Lacking that, Cocktail Hour occasionally reads as more self-indulgent than insightful, particularly in the first half. That said, Fuller is a memoirist, not a historian, and what is achieved here is a vivid, fast-paced sketch of the twilight of Empire, animated by a cast of deeply compelling characters.

Most valuable is the insight she provides into the mindsets of those for whom the colour of their skin is sufficient claim to rule. (It’s also hard to ignore the main difference between the Kenyan pukka sahib set in which Nicola Fuller was raised and the white-ruled colonial order established elsewhere (Australia, the United States, our own humble dominion). In Africa, the whites lost. “Few have the wisdom to look forward with unclouded hindsight, certainly not my parents,” Fuller notes.

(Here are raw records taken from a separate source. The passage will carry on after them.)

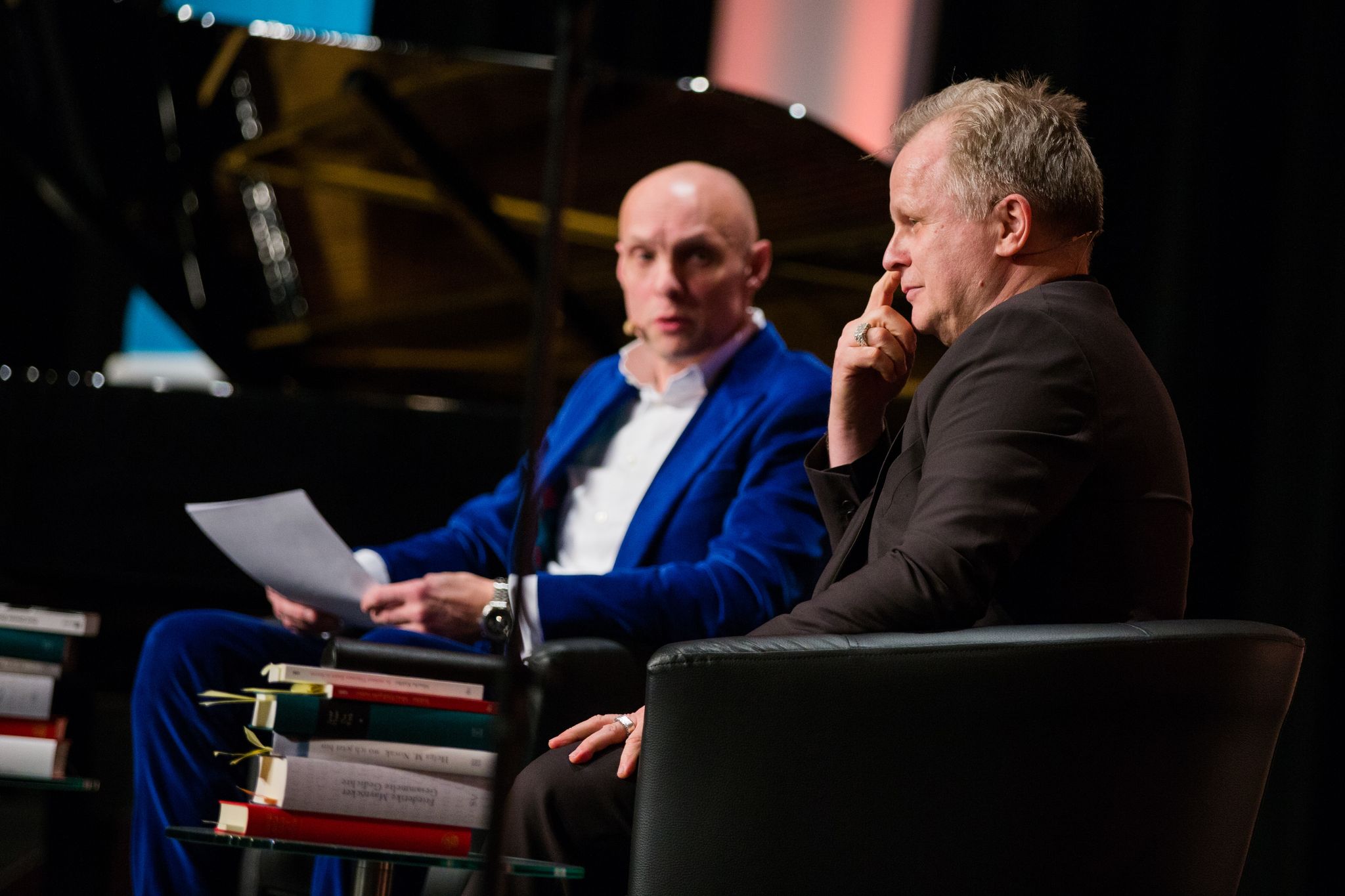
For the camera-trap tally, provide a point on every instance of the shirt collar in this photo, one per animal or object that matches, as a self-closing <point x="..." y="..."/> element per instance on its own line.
<point x="693" y="382"/>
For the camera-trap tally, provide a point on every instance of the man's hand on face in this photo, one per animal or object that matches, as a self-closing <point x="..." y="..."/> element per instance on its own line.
<point x="866" y="378"/>
<point x="444" y="603"/>
<point x="300" y="618"/>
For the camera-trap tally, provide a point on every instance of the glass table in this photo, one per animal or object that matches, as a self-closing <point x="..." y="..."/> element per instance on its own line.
<point x="374" y="867"/>
<point x="69" y="785"/>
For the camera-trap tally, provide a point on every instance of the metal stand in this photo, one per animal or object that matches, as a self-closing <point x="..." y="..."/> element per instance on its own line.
<point x="373" y="879"/>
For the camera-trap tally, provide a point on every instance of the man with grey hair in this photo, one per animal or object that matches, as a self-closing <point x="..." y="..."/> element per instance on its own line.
<point x="1040" y="475"/>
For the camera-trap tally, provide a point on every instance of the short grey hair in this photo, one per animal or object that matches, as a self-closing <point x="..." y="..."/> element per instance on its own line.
<point x="1015" y="136"/>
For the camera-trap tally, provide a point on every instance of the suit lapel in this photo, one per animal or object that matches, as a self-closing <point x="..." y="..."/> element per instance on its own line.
<point x="721" y="412"/>
<point x="861" y="521"/>
<point x="576" y="435"/>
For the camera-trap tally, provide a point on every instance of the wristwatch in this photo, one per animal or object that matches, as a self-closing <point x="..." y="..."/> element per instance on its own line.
<point x="495" y="616"/>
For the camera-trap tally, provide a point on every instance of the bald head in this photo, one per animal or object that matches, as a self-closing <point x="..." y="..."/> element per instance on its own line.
<point x="715" y="195"/>
<point x="689" y="263"/>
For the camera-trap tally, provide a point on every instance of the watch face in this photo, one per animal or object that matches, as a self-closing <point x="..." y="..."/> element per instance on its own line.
<point x="495" y="622"/>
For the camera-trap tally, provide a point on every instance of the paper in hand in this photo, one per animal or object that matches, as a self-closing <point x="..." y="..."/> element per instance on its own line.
<point x="283" y="542"/>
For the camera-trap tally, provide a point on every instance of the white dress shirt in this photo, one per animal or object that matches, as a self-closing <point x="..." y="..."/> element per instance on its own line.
<point x="608" y="480"/>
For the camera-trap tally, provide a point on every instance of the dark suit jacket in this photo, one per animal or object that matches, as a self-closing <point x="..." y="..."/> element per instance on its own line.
<point x="1040" y="477"/>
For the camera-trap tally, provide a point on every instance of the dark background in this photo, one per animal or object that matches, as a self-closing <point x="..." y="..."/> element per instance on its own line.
<point x="1220" y="246"/>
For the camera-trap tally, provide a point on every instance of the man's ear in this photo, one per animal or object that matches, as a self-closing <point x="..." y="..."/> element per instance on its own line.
<point x="1012" y="222"/>
<point x="759" y="264"/>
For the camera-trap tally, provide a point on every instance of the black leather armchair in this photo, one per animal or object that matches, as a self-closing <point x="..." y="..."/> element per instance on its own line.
<point x="1019" y="759"/>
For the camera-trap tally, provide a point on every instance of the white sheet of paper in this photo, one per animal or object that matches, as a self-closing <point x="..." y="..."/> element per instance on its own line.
<point x="283" y="542"/>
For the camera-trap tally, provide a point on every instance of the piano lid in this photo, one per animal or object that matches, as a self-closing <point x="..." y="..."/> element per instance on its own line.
<point x="366" y="219"/>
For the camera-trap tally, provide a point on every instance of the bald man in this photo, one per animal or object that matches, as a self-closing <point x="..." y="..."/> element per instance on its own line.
<point x="674" y="507"/>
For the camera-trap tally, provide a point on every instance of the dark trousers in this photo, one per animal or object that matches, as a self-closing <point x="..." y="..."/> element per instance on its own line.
<point x="178" y="781"/>
<point x="576" y="816"/>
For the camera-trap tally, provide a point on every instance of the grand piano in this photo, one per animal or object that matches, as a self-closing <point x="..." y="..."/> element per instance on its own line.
<point x="347" y="226"/>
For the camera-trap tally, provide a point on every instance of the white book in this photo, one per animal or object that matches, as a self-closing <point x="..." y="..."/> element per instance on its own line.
<point x="441" y="761"/>
<point x="30" y="667"/>
<point x="291" y="673"/>
<point x="373" y="792"/>
<point x="23" y="696"/>
<point x="37" y="757"/>
<point x="46" y="620"/>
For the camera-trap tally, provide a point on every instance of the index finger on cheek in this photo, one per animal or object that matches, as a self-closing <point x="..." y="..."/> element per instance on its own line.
<point x="883" y="292"/>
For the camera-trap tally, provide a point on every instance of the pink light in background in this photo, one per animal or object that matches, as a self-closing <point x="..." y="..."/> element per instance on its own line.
<point x="845" y="60"/>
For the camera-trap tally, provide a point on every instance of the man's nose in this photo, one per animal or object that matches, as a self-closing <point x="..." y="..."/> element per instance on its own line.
<point x="894" y="257"/>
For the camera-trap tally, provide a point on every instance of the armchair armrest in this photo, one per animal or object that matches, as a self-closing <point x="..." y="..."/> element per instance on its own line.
<point x="1093" y="758"/>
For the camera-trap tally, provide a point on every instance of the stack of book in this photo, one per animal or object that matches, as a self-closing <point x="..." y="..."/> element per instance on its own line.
<point x="35" y="647"/>
<point x="365" y="759"/>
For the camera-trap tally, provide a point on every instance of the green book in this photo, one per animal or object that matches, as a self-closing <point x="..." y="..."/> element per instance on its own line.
<point x="46" y="647"/>
<point x="301" y="715"/>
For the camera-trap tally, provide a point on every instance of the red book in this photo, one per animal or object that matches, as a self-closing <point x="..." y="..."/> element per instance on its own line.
<point x="53" y="729"/>
<point x="408" y="699"/>
<point x="255" y="820"/>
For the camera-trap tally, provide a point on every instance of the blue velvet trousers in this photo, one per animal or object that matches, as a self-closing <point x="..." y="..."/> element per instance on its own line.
<point x="178" y="781"/>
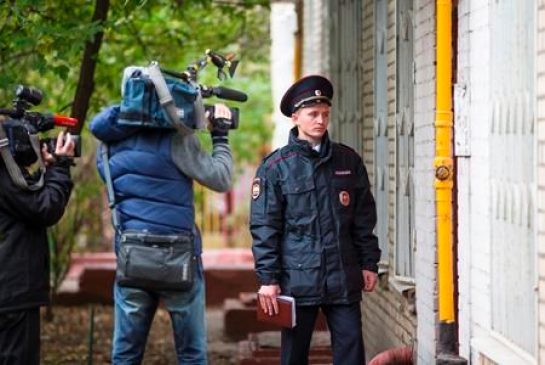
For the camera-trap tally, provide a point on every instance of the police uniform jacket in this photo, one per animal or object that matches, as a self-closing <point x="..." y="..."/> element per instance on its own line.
<point x="24" y="252"/>
<point x="312" y="221"/>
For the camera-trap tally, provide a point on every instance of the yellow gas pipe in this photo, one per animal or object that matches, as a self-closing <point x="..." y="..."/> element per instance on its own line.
<point x="443" y="162"/>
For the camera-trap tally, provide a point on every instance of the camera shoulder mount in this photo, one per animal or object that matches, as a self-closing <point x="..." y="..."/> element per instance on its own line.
<point x="14" y="170"/>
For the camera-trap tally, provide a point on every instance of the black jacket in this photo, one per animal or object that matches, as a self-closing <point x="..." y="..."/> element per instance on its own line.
<point x="24" y="253"/>
<point x="312" y="221"/>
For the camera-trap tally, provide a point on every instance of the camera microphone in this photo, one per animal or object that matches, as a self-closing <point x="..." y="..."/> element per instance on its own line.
<point x="229" y="94"/>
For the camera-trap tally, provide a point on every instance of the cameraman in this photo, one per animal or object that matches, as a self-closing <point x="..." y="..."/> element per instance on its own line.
<point x="25" y="215"/>
<point x="152" y="171"/>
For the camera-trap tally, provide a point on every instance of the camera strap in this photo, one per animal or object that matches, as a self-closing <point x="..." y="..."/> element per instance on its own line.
<point x="14" y="170"/>
<point x="104" y="151"/>
<point x="166" y="100"/>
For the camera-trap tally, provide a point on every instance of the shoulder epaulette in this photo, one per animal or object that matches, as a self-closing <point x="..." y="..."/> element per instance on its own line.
<point x="343" y="146"/>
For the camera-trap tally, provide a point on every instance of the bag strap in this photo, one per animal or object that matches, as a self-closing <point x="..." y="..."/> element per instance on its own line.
<point x="165" y="98"/>
<point x="104" y="150"/>
<point x="14" y="170"/>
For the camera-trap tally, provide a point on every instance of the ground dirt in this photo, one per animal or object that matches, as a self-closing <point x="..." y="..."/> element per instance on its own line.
<point x="65" y="339"/>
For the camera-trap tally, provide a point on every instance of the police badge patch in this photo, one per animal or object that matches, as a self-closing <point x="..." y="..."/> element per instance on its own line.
<point x="256" y="188"/>
<point x="344" y="198"/>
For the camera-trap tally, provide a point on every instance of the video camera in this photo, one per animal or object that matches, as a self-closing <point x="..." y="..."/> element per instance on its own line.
<point x="22" y="126"/>
<point x="147" y="91"/>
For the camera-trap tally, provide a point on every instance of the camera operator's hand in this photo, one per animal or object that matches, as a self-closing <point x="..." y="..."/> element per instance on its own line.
<point x="220" y="121"/>
<point x="64" y="150"/>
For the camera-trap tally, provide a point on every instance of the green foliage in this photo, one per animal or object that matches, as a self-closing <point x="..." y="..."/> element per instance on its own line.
<point x="42" y="44"/>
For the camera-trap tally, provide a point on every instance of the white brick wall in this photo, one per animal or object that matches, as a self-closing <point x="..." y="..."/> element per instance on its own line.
<point x="540" y="77"/>
<point x="474" y="226"/>
<point x="424" y="140"/>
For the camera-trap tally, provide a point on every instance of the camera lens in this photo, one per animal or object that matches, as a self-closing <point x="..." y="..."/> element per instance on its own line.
<point x="32" y="95"/>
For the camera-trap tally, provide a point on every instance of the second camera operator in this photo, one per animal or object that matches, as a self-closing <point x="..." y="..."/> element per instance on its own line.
<point x="25" y="215"/>
<point x="152" y="173"/>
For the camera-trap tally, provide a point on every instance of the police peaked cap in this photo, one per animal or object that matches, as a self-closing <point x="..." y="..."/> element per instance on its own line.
<point x="307" y="91"/>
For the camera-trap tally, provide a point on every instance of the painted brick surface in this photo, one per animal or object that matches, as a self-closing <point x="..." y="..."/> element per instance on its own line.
<point x="540" y="117"/>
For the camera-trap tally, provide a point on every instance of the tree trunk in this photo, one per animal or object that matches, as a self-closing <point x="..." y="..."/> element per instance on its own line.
<point x="86" y="85"/>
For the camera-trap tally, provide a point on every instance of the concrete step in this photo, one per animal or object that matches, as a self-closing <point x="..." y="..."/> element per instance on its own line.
<point x="264" y="349"/>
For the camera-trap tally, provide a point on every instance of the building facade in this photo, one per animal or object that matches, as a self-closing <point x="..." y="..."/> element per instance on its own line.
<point x="382" y="58"/>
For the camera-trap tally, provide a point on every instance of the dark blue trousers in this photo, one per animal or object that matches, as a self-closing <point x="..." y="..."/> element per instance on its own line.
<point x="344" y="322"/>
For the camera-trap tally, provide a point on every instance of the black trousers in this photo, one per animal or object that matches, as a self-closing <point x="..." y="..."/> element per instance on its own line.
<point x="344" y="322"/>
<point x="20" y="337"/>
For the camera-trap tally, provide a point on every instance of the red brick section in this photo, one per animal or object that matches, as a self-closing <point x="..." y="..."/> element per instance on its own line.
<point x="264" y="349"/>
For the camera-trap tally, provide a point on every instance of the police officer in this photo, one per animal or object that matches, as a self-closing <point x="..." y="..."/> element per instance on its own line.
<point x="312" y="221"/>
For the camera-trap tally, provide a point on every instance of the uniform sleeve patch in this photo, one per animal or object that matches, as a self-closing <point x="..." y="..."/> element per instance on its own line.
<point x="256" y="188"/>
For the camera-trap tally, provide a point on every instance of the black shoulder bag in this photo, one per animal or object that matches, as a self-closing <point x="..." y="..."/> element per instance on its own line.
<point x="150" y="261"/>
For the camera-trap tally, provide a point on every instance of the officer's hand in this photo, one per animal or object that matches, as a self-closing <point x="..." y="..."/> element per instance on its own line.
<point x="370" y="279"/>
<point x="219" y="120"/>
<point x="267" y="298"/>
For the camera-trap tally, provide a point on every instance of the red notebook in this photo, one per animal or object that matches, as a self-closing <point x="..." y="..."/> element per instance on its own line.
<point x="286" y="312"/>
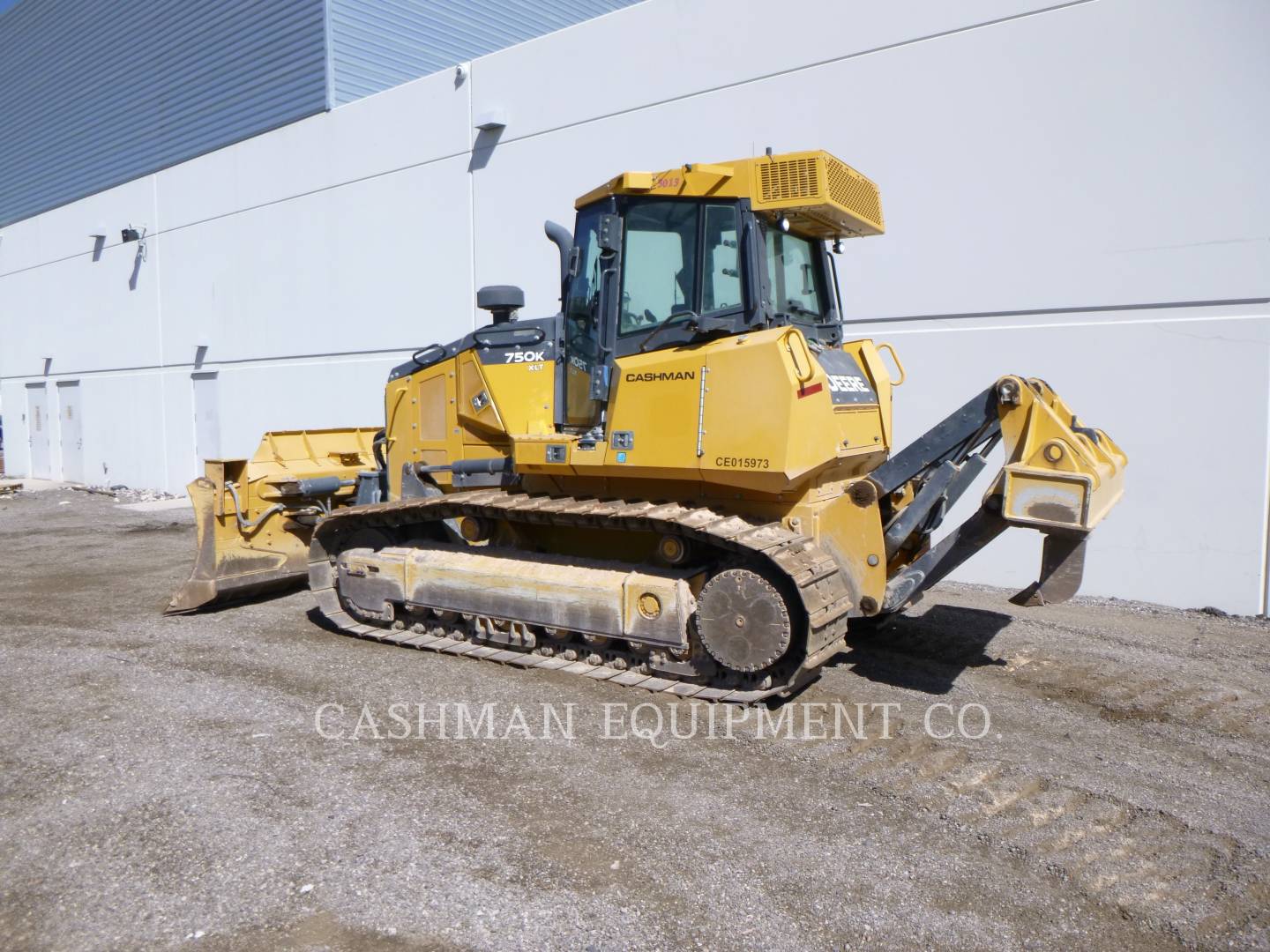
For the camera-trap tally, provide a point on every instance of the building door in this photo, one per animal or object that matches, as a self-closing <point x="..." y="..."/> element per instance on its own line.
<point x="71" y="430"/>
<point x="37" y="428"/>
<point x="207" y="418"/>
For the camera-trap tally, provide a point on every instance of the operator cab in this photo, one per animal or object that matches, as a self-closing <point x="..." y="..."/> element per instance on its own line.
<point x="649" y="271"/>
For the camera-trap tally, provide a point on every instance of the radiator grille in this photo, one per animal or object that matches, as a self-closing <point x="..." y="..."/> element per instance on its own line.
<point x="791" y="178"/>
<point x="852" y="192"/>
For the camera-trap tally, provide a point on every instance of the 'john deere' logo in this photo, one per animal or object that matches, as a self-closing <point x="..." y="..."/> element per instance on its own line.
<point x="661" y="376"/>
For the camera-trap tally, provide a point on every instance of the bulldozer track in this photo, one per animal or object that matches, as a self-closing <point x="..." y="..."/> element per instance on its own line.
<point x="822" y="589"/>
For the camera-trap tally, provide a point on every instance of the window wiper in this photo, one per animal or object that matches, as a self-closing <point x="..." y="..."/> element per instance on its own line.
<point x="691" y="317"/>
<point x="793" y="309"/>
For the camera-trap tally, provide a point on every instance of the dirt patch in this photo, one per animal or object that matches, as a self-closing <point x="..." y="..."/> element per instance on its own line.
<point x="163" y="779"/>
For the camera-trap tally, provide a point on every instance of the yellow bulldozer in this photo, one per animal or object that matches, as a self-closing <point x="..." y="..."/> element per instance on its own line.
<point x="681" y="482"/>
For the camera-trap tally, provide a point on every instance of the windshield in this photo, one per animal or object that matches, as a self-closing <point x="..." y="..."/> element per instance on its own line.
<point x="680" y="259"/>
<point x="793" y="270"/>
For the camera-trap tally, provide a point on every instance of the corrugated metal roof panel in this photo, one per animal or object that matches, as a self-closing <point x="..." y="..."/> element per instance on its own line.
<point x="381" y="43"/>
<point x="94" y="95"/>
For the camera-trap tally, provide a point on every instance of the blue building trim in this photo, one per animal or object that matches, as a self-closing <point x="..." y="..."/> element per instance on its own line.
<point x="95" y="94"/>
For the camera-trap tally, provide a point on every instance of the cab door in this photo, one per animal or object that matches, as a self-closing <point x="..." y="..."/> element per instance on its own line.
<point x="583" y="383"/>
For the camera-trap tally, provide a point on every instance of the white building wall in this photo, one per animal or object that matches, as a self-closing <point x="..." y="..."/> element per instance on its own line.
<point x="1072" y="190"/>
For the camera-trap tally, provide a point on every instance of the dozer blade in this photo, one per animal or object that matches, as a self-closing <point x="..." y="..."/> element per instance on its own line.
<point x="1062" y="564"/>
<point x="254" y="517"/>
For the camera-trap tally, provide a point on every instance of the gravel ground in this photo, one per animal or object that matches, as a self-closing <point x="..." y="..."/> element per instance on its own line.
<point x="164" y="781"/>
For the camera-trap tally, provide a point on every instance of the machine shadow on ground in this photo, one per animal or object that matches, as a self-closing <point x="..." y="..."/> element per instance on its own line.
<point x="923" y="652"/>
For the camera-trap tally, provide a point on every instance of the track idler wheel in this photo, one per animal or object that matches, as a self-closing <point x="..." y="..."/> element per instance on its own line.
<point x="742" y="621"/>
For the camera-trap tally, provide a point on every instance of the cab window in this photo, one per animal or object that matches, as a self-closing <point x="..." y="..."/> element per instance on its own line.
<point x="680" y="259"/>
<point x="793" y="268"/>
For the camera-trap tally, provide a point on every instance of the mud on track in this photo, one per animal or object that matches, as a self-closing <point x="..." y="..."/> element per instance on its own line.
<point x="161" y="778"/>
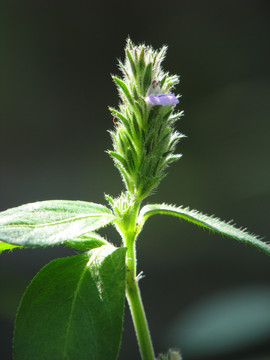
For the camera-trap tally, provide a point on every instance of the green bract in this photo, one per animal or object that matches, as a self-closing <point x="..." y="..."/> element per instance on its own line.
<point x="144" y="138"/>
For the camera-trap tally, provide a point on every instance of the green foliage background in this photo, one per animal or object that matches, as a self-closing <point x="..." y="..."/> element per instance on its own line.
<point x="56" y="61"/>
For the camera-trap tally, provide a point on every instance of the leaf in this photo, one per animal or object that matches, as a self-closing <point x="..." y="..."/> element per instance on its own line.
<point x="51" y="222"/>
<point x="5" y="246"/>
<point x="73" y="308"/>
<point x="209" y="222"/>
<point x="87" y="242"/>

“But most of us also don’t pay so dearly for our prejudices, our passions, our mistakes. “In lots of places,” she goes on, “you can harbour the most ridiculous, the most ruining, the most intolerant beliefs and be hurt by nothing more than your own thoughts.” Those places might be nearer than we like to think.

 

Rachel Pulfer is a writer in Toronto. Raised in southern Africa, she works as international programs director for Journalists for Human Rights, a media development organization based in Toronto.